Make sure that the board is aware of and focused on all aspects of student well-being, and detail the ways in which the administration is taking needed measures to support students’ mental health, assist those individuals in crises and address their long-term well-being. This strain is not just on students, but also on staff and faculty. Describe what the campus is doing to support its employees, as well.

A fulsome discussion with the board might include the ways in which today’s campus unrest can provide a learning opportunity. Inhabiting an educational institution, students sit in the best possible place to understand what is happening. What higher education does best should not be lost.

Board governance domains. Much of what we’ve described calls on presidents to assure their boards that management is doing its job. But what about the board’s job? Part of that is to make sure management is acting properly, but other issues will work their way onto board agendas.

One example is divestment, as some students are calling on their institutions to cancel any investments in Israel. This is a conversation that should occur between the president and board or at least a subcommittee of it focused on institutional investments. Some institutions, such as the University of Pennsylvania, have divestment guidelines and policies, but many institutions probably do not. And even at institutions that have them, presidents and boards might want to consider assessing whether those guidelines and policies are as helpful as they should be.

Furthermore, the board may be called upon to waive or suspend certain policies. For example, at Michigan State University, the president consulted with board leaders about granting a permit to allow encampment tents for a week, which violated a campus ordinance. Such moves present difficult choices, and presidents would be wise to make them only after careful discussion with the board or at least its leadership.

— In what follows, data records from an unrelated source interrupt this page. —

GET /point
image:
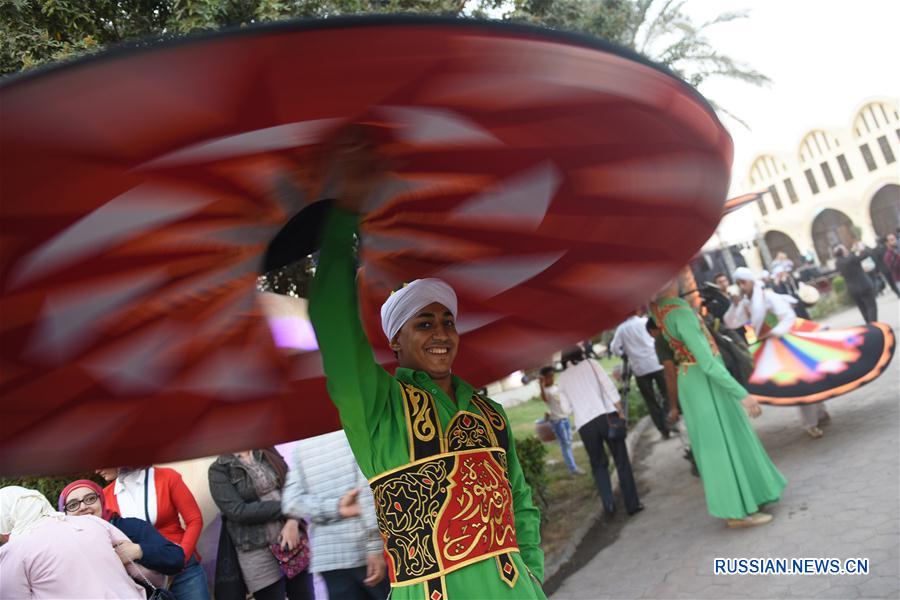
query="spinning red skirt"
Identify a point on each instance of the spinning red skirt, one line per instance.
(555, 180)
(812, 363)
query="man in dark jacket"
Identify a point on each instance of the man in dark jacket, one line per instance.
(881, 266)
(859, 285)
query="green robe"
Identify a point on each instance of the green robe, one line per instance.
(738, 476)
(369, 401)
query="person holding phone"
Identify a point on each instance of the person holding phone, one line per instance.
(247, 487)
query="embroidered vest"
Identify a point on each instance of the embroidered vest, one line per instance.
(451, 505)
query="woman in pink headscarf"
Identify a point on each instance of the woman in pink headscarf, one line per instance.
(147, 547)
(51, 555)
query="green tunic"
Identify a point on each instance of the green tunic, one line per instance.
(738, 476)
(370, 404)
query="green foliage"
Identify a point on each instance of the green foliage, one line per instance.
(38, 31)
(637, 408)
(531, 452)
(50, 487)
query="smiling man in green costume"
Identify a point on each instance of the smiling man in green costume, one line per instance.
(453, 507)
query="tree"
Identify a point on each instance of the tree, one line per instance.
(38, 31)
(658, 29)
(33, 32)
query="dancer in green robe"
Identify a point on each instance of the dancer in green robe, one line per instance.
(738, 476)
(425, 440)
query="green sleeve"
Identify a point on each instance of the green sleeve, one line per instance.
(527, 515)
(358, 386)
(663, 352)
(686, 326)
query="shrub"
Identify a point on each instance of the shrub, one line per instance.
(838, 285)
(531, 453)
(52, 486)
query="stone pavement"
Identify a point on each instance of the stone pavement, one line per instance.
(842, 501)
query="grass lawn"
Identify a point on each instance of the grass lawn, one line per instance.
(571, 500)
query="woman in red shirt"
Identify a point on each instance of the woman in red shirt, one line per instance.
(159, 496)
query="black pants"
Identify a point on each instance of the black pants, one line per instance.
(299, 587)
(594, 434)
(865, 302)
(656, 403)
(886, 273)
(348, 583)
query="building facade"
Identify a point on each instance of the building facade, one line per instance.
(840, 185)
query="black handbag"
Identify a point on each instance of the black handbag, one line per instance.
(157, 593)
(616, 427)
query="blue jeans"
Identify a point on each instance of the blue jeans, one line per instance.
(563, 431)
(190, 584)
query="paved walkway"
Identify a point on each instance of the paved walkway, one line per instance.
(842, 501)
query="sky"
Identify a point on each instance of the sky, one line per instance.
(825, 59)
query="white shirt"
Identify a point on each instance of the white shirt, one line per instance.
(632, 339)
(587, 392)
(322, 471)
(129, 490)
(554, 406)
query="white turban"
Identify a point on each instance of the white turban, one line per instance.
(744, 274)
(21, 509)
(404, 304)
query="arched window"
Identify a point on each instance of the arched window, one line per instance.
(885, 210)
(829, 228)
(816, 145)
(874, 117)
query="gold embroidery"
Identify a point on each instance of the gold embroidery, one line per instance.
(482, 507)
(490, 412)
(468, 430)
(422, 417)
(444, 513)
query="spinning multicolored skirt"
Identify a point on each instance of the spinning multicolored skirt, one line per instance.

Reputational risk. Every board considers as part of its purview reputational risk and how what is happening on the campus has implications for their institution’s reputation. The challenge is that stakeholders have different expectations and view reputation differently. Decisions to clear an encampment or leave one intact, as well as institutional explanations of those decisions, may spur a backlash in some corners but support in others. Not everyone will agree with choices and how those choices will play out in the news or in the halls of government, and the risks to colleges and universities can be significant.

Presidents should talk to their boards about reputation and associated risks and what they might mean in terms of public support, alumni engagement, political intrusion and student enrollment. At their core, such decisions are really about trade-offs and balancing different, if not competing, priorities and expectations about the institution.

A final conversation concerns to what extent the board, the president and key constituencies are comfortable with the messages that the actions and explanations convey. Stakeholders, including policy makers, prospective students, alumni and donors, see what the institution does with more clarity than they hear what the institution and its spokespeople say. For examples, institutional choices about the level and type of police intervention conveys much.

In conclusion, not all campuses are facing the same level of contentiousness as shown on the national news. However, among those that are, campus cultures further influence the focus and impact that events will have. Therefore, the conversations in each boardroom will not be the same as it is in others.

One thing holds true for all colleges and universities: At the heart of these and other discussions around the current crisis is a fundamental awareness of the board’s obligation to protect the institution for the long term. Presidents and their senior teams can work to ensure that boards are fulfilling their fiduciary roles by directing boards to the right questions and receiving answers on an appropriate and timely basis.

Peter Eckel is a senior fellow and director of the Global Higher Education Management program at the University of Pennsylvania’s Graduate School of Education, and Rob Farrell serves as general counsel and university secretary at The University of Scranton.